The court agreed in January to take up the issue by granting two cases — one involving Harvard, a private university, and the other from the University of North Carolina, a public institution. The two cases were consolidated, meaning they were to be argued and decided together.
During her confirmation hearing, Justice Ketanji Brown Jackson said she would not take part in the consideration of the affirmative action issue, because she was on a board that advised Harvard on policy matters. Participating in the case would present a potential conflict of interest, she said.
But in a brief order Friday the court said the two cases are no longer consolidated. Because they’re now separate, she can participate in the case from the University of North Carolina.
The court said Justice Jackson took no part in the consideration of Friday’s order.
The court’s January decision to take up the cases presented the most serious threat in decades to the use of affirmative action by the nation’s public and private colleges and universities.

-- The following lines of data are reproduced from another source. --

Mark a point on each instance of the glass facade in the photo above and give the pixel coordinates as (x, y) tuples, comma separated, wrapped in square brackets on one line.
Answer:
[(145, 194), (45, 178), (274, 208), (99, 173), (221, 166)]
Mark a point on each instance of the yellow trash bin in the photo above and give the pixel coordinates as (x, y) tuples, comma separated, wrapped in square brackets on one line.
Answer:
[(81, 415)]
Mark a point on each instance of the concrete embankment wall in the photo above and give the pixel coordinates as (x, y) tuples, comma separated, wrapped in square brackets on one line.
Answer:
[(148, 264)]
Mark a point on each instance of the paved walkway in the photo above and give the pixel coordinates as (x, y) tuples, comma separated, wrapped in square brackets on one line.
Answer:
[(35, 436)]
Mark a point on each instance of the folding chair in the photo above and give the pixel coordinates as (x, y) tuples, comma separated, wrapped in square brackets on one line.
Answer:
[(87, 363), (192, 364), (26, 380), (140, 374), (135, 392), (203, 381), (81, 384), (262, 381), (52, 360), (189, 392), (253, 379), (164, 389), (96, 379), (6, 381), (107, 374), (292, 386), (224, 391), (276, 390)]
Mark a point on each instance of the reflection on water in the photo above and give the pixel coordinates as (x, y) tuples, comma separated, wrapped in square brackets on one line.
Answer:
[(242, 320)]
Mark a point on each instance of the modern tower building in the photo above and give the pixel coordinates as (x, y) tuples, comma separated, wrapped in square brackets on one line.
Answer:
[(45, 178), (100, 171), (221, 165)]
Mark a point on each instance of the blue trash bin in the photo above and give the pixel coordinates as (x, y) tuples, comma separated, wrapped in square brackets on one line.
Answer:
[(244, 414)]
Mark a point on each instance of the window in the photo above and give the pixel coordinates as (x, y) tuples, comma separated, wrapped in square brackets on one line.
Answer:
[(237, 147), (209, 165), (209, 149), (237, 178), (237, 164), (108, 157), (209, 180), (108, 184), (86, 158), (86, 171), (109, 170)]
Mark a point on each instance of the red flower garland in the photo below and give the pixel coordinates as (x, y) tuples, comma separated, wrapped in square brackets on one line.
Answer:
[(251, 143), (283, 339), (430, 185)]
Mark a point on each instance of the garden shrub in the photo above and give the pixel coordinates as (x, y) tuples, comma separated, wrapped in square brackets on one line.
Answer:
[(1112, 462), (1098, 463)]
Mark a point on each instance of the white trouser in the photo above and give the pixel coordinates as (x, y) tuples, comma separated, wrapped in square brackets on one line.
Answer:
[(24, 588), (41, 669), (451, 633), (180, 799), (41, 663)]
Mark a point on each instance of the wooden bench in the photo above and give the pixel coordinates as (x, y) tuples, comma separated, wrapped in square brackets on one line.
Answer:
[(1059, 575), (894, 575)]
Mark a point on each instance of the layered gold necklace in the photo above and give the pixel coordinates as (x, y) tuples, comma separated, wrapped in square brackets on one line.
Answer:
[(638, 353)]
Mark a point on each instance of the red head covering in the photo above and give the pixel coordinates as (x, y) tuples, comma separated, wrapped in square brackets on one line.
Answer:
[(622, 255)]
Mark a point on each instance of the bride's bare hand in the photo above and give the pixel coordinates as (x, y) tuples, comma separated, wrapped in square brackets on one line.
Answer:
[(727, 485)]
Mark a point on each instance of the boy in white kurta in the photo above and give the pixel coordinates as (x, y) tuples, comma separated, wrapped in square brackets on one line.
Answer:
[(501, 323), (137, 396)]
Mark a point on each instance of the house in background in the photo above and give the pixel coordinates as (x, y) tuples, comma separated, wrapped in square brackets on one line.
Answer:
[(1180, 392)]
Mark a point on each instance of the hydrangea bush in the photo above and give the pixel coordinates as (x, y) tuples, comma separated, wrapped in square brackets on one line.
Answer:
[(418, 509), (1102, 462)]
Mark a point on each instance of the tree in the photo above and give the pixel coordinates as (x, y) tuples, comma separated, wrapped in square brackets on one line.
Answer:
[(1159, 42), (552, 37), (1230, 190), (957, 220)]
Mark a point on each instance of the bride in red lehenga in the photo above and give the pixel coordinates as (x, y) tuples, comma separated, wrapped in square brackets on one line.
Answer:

The court has repeatedly upheld affirmative action in the past. But two of the justices who were key to those decisions are gone — Anthony Kennedy and Ruth Bader Ginsburg. Their replacements, Trump appointees Brett Kavanaugh and Amy Coney Barrett, are more conservative and less likely to find the practice constitutional.
The challenges to be heard in the fall were brought by groups backed by a longtime opponent of affirmative action, Edward Blum of Maine. He sued Harvard and UNC in federal court, claiming their undergraduate admissions systems were discriminatory — against Asian American students in the Harvard case and both Asian American and white students in the North Carolina case.
The groups lost in the lower courts, which ruled that a school’s limited consideration of race was a legitimate effort to achieve a more diverse student body.
The Supreme Court has long barred racial quotas in admissions. But it has allowed schools to consider a student’s race to be one “plus factor” among many other qualities, provided the admissions process looks at the overall qualifications of applicants and uses race no more than necessary to achieve a level of diversity.
The Supreme Court will hear the cases in its next term, which begins in October.